Existe um sentido constante de asseio mesmo na brutalidade. As áreas de construcção civil, em particular, são organizadas de uma maneira muito distinta. Tóquio encontra-se num estado constante de destrucção e construcção, mas estas áreas são tão bem organizadas que o simples acto de olhar para as mesmas é parecido a ir ver uma peça de ballet – cada uma é delimitada por uma barricada branca imaculada com um medidor de decibéis e uma inscricção “safety first”. Esta exposição tem em consideração esse princípio de dureza envolta em sensibilidade: por exemplo, o espaço expositivo é dividido por um biombo tipicamente japonês, só que em estrutura de aço, em amarelo “signal yellow” e montado em acrílico; também existe uma “safety station” que providencia fones protectores para qualquer espectador que se queira precaver da peça The Stereos. Grande parte do objectivo em Utility… passa pelas respectivas peças se encontrarem presentes não apenas pela sua beleza ou por se inserirem numa narrativa interessante, mas também pelo seu propósito funcional.

Por fim, e uma vez que esta é uma publicação sobre música: qual a experiência auditiva que pretendes transparecer nesta exposição? Encontrar-se-á no mesma linhagem do que podemos escutar nas tuas composições disponíveis online?

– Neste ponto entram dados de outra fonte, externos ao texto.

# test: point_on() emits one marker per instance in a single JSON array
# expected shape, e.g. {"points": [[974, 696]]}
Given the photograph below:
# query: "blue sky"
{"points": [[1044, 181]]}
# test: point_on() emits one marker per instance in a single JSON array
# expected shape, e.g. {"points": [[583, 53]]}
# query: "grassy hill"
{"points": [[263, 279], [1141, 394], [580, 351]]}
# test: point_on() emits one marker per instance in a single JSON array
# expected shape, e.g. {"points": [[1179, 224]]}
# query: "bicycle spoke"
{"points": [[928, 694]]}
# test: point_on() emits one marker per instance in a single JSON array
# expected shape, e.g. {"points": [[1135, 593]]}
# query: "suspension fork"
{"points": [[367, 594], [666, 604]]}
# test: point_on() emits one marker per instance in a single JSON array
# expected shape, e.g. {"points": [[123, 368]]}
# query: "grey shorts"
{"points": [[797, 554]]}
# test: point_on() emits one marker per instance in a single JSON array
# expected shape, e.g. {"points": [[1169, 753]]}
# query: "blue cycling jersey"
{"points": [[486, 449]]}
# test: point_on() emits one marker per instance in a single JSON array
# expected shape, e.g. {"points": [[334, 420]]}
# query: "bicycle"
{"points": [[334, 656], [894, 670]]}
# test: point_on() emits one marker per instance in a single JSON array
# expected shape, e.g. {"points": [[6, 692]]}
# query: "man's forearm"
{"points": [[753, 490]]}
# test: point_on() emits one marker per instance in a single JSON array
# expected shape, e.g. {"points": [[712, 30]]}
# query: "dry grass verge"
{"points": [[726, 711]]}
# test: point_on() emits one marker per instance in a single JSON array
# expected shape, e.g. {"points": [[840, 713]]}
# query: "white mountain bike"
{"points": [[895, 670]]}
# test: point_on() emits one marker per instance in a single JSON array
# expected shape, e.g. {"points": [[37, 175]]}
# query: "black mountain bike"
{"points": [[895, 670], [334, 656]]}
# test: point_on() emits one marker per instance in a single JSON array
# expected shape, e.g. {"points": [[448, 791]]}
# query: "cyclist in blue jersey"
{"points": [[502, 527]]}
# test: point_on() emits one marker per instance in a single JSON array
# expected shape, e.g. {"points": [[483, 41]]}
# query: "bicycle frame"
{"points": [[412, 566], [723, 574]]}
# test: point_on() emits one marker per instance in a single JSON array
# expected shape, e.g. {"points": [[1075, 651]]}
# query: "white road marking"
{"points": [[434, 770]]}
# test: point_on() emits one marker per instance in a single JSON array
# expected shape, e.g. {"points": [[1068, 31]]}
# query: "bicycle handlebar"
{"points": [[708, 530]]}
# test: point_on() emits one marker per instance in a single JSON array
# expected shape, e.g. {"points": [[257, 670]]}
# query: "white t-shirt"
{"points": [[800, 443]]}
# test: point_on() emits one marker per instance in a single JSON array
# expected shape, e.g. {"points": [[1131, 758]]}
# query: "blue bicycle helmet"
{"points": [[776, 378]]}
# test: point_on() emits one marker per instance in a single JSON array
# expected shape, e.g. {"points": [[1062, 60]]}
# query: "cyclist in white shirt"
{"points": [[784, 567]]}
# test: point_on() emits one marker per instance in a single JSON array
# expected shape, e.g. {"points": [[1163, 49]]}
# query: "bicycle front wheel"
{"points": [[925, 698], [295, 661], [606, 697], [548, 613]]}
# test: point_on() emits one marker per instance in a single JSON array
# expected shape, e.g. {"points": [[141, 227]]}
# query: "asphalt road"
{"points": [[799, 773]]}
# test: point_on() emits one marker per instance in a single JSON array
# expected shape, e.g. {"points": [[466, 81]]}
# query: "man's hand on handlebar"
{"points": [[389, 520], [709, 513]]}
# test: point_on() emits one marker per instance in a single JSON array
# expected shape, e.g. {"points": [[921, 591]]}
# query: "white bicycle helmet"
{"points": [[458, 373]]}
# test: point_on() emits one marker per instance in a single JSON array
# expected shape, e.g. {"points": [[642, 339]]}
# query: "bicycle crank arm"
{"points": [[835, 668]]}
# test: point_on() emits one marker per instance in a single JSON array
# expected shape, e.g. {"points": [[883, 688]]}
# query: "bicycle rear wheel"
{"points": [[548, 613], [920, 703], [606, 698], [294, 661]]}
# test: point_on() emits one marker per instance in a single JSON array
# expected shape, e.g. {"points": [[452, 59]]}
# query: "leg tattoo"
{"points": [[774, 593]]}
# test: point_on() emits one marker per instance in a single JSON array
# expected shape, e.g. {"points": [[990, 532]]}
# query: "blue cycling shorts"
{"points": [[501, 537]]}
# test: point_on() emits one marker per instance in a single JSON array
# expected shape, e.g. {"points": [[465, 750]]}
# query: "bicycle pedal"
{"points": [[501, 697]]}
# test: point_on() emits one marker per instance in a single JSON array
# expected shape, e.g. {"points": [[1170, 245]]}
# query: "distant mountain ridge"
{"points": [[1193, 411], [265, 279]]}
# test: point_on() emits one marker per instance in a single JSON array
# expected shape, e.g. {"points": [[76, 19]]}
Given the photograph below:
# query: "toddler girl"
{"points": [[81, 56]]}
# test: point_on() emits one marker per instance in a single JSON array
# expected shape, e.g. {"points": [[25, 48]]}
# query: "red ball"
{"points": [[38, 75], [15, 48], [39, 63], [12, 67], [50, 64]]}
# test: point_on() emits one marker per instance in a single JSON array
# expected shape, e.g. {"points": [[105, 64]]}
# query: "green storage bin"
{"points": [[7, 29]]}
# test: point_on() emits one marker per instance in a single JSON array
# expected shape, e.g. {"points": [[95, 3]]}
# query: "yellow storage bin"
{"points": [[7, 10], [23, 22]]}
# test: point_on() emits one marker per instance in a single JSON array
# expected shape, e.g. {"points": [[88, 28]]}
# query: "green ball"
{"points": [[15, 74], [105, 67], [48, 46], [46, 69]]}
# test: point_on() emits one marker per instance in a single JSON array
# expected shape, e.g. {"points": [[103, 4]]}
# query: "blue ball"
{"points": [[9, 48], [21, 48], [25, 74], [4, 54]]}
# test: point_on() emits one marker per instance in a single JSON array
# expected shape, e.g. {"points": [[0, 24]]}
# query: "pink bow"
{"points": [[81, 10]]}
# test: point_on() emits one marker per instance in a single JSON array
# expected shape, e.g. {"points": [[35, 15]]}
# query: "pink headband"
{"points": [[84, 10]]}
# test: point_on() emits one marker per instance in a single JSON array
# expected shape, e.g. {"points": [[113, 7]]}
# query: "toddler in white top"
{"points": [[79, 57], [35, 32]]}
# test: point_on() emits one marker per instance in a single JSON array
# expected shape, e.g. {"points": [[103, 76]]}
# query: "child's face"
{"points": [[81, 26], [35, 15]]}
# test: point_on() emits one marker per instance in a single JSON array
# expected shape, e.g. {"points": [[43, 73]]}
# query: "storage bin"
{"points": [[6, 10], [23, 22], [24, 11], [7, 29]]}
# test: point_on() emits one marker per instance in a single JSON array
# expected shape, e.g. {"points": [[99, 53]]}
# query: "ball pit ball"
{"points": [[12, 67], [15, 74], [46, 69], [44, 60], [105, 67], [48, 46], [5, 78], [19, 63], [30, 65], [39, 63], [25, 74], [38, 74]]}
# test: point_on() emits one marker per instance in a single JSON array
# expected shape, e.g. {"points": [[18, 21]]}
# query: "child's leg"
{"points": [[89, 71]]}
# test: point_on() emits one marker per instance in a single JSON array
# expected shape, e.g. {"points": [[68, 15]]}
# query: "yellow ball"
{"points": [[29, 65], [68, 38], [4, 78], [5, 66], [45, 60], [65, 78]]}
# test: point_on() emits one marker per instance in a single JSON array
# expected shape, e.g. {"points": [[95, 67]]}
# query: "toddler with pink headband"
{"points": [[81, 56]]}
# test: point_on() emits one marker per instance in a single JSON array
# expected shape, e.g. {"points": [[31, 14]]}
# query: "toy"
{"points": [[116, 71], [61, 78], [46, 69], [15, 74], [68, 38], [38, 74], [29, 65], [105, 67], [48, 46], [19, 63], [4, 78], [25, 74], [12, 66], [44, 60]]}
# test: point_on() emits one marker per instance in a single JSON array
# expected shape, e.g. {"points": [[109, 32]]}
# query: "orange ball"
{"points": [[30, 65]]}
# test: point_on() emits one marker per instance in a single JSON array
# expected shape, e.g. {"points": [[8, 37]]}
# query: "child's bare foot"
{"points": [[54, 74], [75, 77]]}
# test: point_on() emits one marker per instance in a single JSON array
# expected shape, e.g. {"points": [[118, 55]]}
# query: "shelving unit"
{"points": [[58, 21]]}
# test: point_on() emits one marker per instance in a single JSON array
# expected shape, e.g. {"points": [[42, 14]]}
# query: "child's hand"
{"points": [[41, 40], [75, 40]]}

De um ponto de vista sonoro, costumo estar mais interessado em… Por exemplo, se trabalhar com um piano, estou mais interessado em saber qual é o timbre desse piano, qual será, talvez, o som dos seus martelos, as suas mecânicas, qual é a sua fisicalidade que o distingue de outros pianos, e para mim isso vale para qualquer outro instrumento – até mesmo sintetizadores digitais, existe uma sonoridade no plástico… Dentro das composições da minha autoria que podes encontrar online existe um excerto de uma banda-sonora que fiz para o filme Blockchain, e a ideia pretendida para essa banda-sonora era a de utilizar apenas synths de brincar e coisas assim, e o recorrer ao timbre destas máquinas foi o que guiou a composição em causa. Da mesma forma, e uma vez que estamos a trabalhar com máquinas, sinto que uma grande parte da experiência auditiva em Utility… passará pela fisicalidade destas máquinas, até mais do que pela melodia ou pela composição ou algo do género, e quero que a experiência aconteça de forma deambulatória ao invés de uma forma habitualmente central. A componente sonora da exposição é uma extrapolação das áreas de construcção japonesas. Utilizámos gravações de martelos pneumáticos a partir betão como base para a composição interpretada por The Stereos; estes robôs não são propriamente sincronizados, o resultado é uma paisagem sonora generativa. Eu chamo a isto um dueto trapalhão de martelos pneumáticos.